From Wikinews, the free news source you can write!
Jump to navigation Jump to search

Wednesday, May 24, 2006

Wikinews Australia has in-depth coverage of this issue: 2006 East Timor crisis

After the breakdown of law and order in the world's newest nation, East Timor's Foreign Minister, Jose Ramos Horta has requested military assistance from Australia, New Zealand, Portugal and Malaysia. The force would "disarm renegade troops and police rebelling against the state" and "...Australia and New Zealand will come soon" Mr Horta said to reporters.

The first troops from Australia's 1300 strong commitment to East Timor, which also includes three ships, helicopters and armoured personnel carriers, will likely arrive in East Timor by this afternoon, having been on standby in recent weeks in preparation for such a possibility. Two of the Royal Australian Navy's amphibious landing ships, HMAS Kanimbla and Manoora, are currently heading north to East Timor with troops on board, and the rest of Australia's 1300 strong task force would likely arrive in the next 48 hours. Approximately 120 Portuguese military police and 60 police and troops from New Zealand would join them.

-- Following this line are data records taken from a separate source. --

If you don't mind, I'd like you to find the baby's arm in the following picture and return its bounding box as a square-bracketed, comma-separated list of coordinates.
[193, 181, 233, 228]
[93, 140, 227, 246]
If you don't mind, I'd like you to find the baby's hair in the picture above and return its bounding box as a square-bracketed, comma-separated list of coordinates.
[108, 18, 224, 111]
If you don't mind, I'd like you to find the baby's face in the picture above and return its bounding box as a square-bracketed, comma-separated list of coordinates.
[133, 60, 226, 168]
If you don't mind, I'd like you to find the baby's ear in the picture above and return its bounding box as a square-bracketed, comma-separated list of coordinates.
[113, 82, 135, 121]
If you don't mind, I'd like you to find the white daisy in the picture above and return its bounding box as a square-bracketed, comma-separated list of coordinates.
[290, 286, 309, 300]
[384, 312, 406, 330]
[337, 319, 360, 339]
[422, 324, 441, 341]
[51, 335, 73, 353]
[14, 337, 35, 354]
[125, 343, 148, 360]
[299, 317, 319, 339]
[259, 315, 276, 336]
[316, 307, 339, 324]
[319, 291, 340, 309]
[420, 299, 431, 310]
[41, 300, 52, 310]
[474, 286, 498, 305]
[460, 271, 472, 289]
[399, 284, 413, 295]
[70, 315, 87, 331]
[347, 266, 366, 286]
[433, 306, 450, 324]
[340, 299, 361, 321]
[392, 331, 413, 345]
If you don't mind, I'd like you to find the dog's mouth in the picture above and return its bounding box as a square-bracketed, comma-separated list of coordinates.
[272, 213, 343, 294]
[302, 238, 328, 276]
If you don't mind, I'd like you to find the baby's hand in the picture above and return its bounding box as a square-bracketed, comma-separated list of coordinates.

Australia may also send troops from 4 RAR (Commandos) and SASR from Holsworthy, NSW and Perth respectively.

The uprising in East Timor has resulted from the firing of nearly 600 East Timorese soldiers who went on strike, alleging ethnic discrimination and poor pay and conditions. They are led by the highest ranking officer in the renegade force, Australian-trained Major Alfredo Reinado, who East Timorese President Xanana Gusmao has vowed to hunt down, and who will undoubtedly be an important target for the Australian task force entering an ill-defined Area of Operations (AO) where East Timorese government forces have been battling the renegade troops and police.

Foreign minister Ramos-Horta told the ABC that he hoped foreign forces would not have to engage the renegade East Timorese troops but would have "an immediate calming effect throughout the country" and "encourage political dialogue."